Originally Posted by Bloomberg
Dec. 5 (Bloomberg) -- The credit crisis is stalling plans to convert thousands of theaters to digital projection, threatening profits on more than a dozen 3-D films Hollywood will release next year, including DreamWorks Animation SKG’s “Monsters vs Aliens.”
Cinedigm Digital Cinema Corp., a supplier of software to run digital theaters, had planned to convert as many as 1,500 screens by March 2009. Now, with funds on hold, the company expects 100 to 200, Chief Executive Officer Bud Mayo said.
“Here we are in the December quarter, and we’re just getting going,” Mayo said in an interview.
Cinedigm is supplying software and services to one of two theater groups seeking to raise as much as $1.7 billion for the conversions. That would allow owners to install extra 3-D equipment and charge premium ticket prices for 14 films scheduled for release next year by studios including Walt Disney Co. and News Corp.
They may have to wait six months to a year for funding, said Neil Begley, an analyst at Moody’s Corp. in New York. Borrowing money now would mean double-digit interest rates, he said in an interview.
Next year’s 3-D releases include a version of the original “Toy Story” from Burbank, California-based Disney, and James Cameron’s “Avatar” from News Corp., the director’s first feature film since “Titanic” in 1997.
Disney plans five 3-D films, the most of any studio. In February, NBC Universal will release “Coraline,” based on the book by Neil Gaiman. “Monsters vs Aliens” is set for March, DreamWorks Animation’s only movie of the year.
The appeal of 3-D was demonstrated in February by “Hannah Montana/Miley Cyrus: Best of Both Worlds Concert Tour,” which had $70.6 million in sales, according to Box Office Mojo LLC, a film researcher. Theaters charged as much as $15 a ticket, more than double the U.S. average of $6.88 in 2007, according to Media By Numbers LLC.
Studios and theater owners are trying to convert about 28,000 screens to digital from film over three or more years.
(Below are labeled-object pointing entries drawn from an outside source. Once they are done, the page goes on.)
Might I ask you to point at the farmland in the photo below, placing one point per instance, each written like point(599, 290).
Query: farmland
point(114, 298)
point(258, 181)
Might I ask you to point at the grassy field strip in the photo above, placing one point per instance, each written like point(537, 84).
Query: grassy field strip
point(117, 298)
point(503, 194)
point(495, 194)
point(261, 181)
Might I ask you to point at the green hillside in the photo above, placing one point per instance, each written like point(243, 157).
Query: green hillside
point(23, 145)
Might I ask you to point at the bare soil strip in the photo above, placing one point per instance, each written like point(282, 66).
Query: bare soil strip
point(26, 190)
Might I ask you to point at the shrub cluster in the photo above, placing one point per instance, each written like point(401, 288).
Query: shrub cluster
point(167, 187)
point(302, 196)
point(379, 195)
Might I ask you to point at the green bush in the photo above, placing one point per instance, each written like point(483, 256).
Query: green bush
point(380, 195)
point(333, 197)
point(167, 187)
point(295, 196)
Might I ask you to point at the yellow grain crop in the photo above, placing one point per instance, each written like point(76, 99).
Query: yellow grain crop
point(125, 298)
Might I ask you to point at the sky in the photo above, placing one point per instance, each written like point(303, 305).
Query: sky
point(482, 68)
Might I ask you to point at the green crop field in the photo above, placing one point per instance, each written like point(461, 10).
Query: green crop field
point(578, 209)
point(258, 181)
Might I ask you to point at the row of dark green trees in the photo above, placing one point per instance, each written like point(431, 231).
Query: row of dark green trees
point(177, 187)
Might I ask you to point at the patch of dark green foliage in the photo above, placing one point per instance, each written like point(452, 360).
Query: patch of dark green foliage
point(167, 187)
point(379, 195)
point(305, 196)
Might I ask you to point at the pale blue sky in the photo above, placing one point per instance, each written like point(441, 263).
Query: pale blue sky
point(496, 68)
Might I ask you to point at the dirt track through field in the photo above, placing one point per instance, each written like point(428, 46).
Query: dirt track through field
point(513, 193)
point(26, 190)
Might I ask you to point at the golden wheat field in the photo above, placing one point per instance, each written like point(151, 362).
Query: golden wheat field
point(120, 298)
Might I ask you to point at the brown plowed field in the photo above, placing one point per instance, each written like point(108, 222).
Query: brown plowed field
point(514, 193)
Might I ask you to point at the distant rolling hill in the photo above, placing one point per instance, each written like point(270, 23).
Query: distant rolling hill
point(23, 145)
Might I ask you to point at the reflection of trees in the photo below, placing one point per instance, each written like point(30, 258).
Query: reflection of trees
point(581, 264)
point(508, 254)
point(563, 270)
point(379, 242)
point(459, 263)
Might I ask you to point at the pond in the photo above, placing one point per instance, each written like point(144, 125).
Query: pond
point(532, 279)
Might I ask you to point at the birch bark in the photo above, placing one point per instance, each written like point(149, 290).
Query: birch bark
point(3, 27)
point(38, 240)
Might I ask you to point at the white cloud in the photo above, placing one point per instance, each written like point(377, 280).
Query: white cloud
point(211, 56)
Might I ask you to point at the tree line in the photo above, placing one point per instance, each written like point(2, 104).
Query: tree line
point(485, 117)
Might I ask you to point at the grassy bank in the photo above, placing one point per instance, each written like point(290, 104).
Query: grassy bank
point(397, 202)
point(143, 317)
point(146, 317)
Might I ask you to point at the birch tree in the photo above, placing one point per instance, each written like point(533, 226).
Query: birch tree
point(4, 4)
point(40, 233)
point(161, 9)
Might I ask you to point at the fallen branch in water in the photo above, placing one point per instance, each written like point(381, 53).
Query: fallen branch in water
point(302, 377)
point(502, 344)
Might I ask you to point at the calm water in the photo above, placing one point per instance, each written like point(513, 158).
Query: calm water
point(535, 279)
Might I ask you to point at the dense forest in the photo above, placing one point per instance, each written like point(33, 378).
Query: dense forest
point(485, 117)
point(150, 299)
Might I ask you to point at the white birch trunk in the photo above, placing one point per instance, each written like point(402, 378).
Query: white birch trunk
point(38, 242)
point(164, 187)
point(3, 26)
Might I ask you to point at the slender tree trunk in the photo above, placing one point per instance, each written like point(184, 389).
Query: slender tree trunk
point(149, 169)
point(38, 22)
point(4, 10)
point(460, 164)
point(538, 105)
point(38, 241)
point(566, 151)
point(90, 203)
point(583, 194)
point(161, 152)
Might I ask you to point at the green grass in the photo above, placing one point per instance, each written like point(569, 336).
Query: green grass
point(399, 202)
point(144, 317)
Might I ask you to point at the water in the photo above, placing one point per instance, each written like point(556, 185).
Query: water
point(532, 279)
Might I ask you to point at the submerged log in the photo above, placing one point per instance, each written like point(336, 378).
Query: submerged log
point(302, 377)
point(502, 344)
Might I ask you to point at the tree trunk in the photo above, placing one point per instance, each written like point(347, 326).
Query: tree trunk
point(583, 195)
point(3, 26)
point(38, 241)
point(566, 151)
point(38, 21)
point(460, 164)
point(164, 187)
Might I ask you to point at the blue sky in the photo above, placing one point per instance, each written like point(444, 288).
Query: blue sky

So far, more than 4,000 screens in the U.S. and Canada have been converted, and about 1,400 have the added equipment necessary for 3-D, said Michael Lewis, chief executive officer of Beverly Hills, California-based RealD, the largest 3-D equipment supplier.
Jeffrey Katzenberg, CEO of DreamWorks Animation, said in October it was still possible as many as 2,500 screens would be 3-D ready when “Monsters vs Aliens” comes out on March 27. The Glendale, California-based company plans to make all future films available for 3-D.
3-D will be installed at more than 1,000 locations by the time Disney’s next release in the format, a Jonas Brothers concert film, opens in February, Chuck Viane, president of distribution for Walt Disney Studios, said in an interview.
“Whenever the capital markets open up, I think this is one of the sure-thing bets out there,” Viane said. “I think the funding will come easily.”
Movie tickets sold in the U.S. and Canada have declined in four of the past five years, dropping to 1.41 billion in 2007, according to Media By Numbers. So far this year admissions are down 3.6 percent.
Digital Cinema Implementation Partners, representing the three largest U.S. theater chains, reached an agreement with five studios in September to raise as much as $1 billion to equip as many as 20,000 screens. JPMorgan Chase & Co. is leading an effort to raise the money.
The Cinema Buying Group, representing smaller operators, is working with Goldman Sachs Group Inc. and General Electric Co. to raise $600 million to $700 million for another 8,000 screens. Cinedigm is providing software and installation to the Cinema Buying Group, and will bid for work with DCIP, Mayo said.
Representatives for JPMorgan and Goldman declined to comment on financing efforts.
“Everyone feels like the credit market just has to loosen up a little bit before anyone is going to be able to fund debt at the levels we’re looking at,” Robert Copple, chief financial officer for Cinemark Holdings Inc., said on a Nov. 10 conference call. Cinemark is the third-largest U.S. theater chain behind Regal Entertainment Group and AMC Entertainment Holdings Inc.
Under both plans, money will be repaid by studios based on the number of digital films shown, said John Fithian, president of the National Association of Theater Owners.
Some owners are moving ahead on their own, borrowing to convert a few screens before studios begin releasing movies next year, Mayo said. The 100 to 200 that Cinedigm plans to complete by the end of March are being financed that way, Mayo said.
Until more 3-D screens become available, most studios plan to release movies in both 3-D and conventional formats.
The first 3-D film of 2009, Lions Gate Entertainment Corp.’s “My Bloody Valentine,” will be distributed in a mix of both formats at its debut Jan. 16, Steve Rothenberg, president of theatrical distribution, said in an interview.
“There’s enough of a critical mass of 3-D locations in the U.S. and Canada that you can open up with a tremendous box office gross,” Rothenberg said. “Would we want there to be more 3-D locations, of course.”